Event Based Reporting impacts SMSFs

Event Based Reporting (EBR) is a mechanism which requires certain transactions to be reported to the Australian Taxation Office (ATO) within 28 days after the end of the quarter in which the event occurs.  EBR commences on 1 July 2018.  In some situations, the transaction may be reported annually.

Larger SMSFs are subject to EBR quarterly

EBR will particularly impact SMSFs with members who hold a total superannuation account balance of $1 million or more. From 1 July 2018 those SMSFs that have members with total superannuation account balances of $1 million or more will be required to report events impacting members’ transfer balances within 28 days after the end of the quarter in which the event occurs.

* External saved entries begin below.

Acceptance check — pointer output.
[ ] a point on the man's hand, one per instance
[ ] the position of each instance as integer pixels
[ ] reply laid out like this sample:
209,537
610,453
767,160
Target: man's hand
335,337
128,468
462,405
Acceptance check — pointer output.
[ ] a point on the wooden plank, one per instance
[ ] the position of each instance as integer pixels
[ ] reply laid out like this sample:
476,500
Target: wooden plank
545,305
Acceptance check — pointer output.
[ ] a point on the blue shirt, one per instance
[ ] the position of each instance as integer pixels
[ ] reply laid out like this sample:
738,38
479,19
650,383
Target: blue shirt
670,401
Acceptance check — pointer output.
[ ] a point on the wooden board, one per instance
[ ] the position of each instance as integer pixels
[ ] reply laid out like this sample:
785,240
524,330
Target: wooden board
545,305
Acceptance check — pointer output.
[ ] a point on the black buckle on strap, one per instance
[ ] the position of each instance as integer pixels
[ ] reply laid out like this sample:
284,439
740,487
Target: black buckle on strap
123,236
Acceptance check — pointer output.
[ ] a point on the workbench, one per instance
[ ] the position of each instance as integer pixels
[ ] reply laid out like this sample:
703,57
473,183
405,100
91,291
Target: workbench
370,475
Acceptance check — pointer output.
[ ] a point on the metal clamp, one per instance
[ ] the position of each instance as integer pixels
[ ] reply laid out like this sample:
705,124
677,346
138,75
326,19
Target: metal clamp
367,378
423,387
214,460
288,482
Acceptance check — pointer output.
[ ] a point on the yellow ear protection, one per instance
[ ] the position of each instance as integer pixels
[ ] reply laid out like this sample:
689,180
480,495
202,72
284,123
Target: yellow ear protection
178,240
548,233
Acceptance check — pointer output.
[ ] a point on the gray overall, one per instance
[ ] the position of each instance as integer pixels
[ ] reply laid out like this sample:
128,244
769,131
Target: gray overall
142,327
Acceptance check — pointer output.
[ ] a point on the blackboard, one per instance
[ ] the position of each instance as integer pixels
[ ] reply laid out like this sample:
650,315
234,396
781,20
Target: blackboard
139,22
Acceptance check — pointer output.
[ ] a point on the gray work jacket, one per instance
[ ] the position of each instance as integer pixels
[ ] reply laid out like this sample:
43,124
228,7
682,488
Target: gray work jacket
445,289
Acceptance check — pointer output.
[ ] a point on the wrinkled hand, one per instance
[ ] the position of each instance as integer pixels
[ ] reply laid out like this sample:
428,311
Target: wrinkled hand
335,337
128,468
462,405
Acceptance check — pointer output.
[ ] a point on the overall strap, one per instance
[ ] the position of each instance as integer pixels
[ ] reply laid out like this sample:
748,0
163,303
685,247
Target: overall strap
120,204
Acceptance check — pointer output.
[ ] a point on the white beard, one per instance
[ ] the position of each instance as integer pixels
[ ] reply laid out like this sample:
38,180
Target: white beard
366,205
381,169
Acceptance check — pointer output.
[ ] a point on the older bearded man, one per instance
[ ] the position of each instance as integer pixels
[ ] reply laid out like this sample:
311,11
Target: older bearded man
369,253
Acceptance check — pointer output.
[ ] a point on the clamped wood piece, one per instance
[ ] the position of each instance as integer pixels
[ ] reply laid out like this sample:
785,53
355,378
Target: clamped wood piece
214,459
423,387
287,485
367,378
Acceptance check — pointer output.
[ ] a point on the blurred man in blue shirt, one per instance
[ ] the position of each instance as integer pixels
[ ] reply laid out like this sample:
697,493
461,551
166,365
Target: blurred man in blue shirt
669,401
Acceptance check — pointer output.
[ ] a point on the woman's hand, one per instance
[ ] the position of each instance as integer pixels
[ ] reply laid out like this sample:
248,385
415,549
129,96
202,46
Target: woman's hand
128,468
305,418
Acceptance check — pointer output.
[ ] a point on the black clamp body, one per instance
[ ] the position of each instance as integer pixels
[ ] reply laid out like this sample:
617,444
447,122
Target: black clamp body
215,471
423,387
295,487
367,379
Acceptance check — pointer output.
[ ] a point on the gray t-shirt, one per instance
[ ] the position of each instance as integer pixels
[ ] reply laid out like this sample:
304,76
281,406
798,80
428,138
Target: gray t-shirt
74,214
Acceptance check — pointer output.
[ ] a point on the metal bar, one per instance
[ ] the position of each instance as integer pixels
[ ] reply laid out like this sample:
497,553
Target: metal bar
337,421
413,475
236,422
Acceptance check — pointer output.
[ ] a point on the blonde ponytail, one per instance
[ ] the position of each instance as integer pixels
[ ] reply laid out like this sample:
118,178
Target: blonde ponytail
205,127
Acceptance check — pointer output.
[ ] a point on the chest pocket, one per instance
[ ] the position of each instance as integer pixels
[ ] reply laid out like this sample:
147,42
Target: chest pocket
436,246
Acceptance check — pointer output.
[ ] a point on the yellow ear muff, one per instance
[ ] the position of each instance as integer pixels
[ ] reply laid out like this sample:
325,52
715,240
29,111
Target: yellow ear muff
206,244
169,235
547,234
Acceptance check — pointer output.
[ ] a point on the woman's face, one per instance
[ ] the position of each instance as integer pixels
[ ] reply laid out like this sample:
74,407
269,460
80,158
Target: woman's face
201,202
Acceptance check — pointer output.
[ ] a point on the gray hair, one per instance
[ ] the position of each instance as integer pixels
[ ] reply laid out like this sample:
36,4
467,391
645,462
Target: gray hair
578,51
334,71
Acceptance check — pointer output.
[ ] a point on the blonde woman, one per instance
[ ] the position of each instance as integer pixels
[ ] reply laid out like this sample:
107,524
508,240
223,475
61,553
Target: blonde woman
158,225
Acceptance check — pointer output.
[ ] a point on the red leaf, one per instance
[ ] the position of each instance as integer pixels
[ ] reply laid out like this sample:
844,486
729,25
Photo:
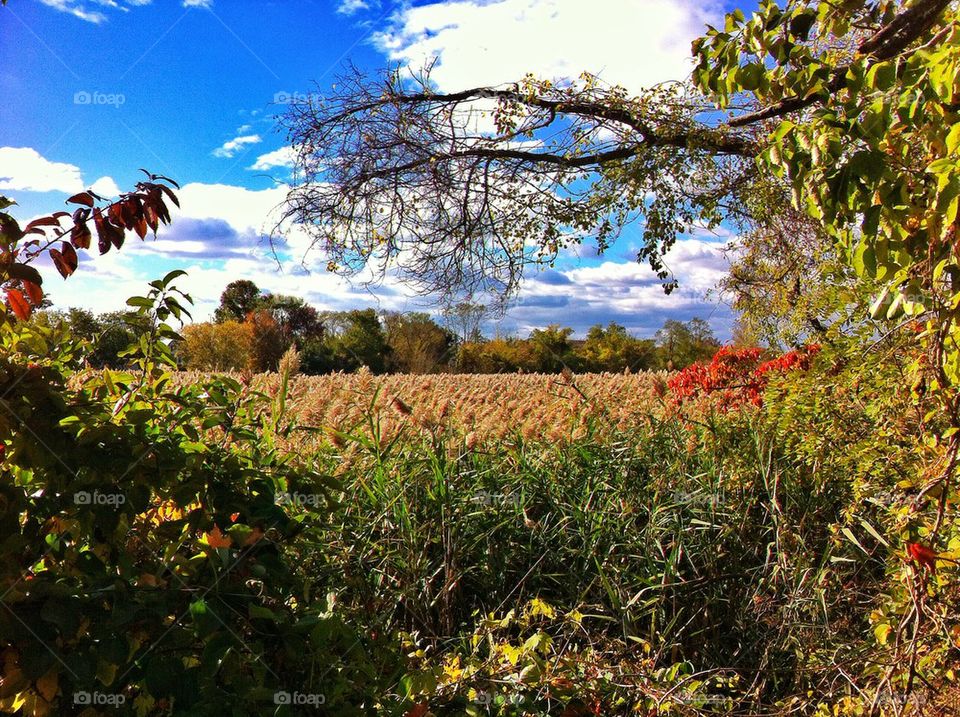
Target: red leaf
169,193
80,235
923,555
34,292
84,198
43,222
65,261
19,305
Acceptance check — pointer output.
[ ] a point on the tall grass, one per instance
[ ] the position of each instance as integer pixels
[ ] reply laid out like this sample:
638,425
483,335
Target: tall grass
687,544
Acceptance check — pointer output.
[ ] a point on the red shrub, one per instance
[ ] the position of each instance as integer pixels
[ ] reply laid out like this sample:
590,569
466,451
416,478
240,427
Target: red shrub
737,376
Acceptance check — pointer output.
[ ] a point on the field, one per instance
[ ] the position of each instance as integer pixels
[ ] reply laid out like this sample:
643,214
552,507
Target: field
535,407
556,545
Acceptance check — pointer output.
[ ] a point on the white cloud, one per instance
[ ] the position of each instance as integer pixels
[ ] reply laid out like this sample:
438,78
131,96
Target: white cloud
228,149
282,157
246,210
626,292
24,169
351,7
634,43
106,187
83,10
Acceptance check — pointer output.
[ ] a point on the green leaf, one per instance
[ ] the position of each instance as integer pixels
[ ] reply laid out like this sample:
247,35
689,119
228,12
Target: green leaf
176,273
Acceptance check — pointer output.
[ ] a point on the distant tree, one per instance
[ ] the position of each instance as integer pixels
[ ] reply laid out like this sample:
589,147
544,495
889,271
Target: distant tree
225,346
299,321
499,355
464,320
269,342
417,343
612,349
681,344
552,349
238,300
362,342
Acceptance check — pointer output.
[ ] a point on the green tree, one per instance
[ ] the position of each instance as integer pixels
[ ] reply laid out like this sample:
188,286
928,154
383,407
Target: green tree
552,349
224,346
681,344
299,321
268,341
612,349
417,343
238,300
362,342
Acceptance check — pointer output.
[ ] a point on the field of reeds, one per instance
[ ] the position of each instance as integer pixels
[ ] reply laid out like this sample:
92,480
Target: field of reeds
573,545
537,407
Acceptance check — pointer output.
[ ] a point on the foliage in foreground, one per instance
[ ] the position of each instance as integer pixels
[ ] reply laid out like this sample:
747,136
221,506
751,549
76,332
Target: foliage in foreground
177,549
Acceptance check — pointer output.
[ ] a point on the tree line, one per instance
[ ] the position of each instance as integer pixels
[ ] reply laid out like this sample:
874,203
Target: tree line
252,330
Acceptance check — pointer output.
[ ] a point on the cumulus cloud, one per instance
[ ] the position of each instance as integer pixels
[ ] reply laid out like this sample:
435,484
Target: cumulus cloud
24,169
634,43
282,157
106,187
351,7
85,11
230,148
625,292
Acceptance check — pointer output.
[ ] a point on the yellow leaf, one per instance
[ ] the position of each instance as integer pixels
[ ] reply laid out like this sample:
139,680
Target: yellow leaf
511,653
216,539
882,632
48,684
539,607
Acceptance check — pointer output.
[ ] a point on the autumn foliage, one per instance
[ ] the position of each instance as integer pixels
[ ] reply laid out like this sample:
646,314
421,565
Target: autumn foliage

SMSFs whose members’ total superannuation balances are less than $1 million can choose to report events which impact their members’ transfer balances at the same time that the SMSF lodges its annual return.

What events must be reported?

Common events include:

  • Income streams a member was receiving just before 1 July 2017 that continue to be paid to them on or after 1 July 2017 and the member is in the retirement phase
  • New retirement phase income streams
  • Cessation of an income stream
  • Pension commutation of retirement phase income streams
  • Structured settlement contributions received after 1 July 2017
  • Certain limited recourse borrowing loan capital repayments that would cause accumulation interests to fall and pension interests to increase.

Importantly if an SMSF member has a pre-existing income stream just before 1 July 2017, that continues to be paid to them on or after 1 July 2017, and the member is in the retirement phase, it must be reported to the ATO via the Transfer Balance Account Report (TBAR) form on or before 1 July 2018.

This new regime has added another regulatory obligation, and SMSF trustees need to be aware they will need to communicate with their fund advisers about their pensions as and when they make changes.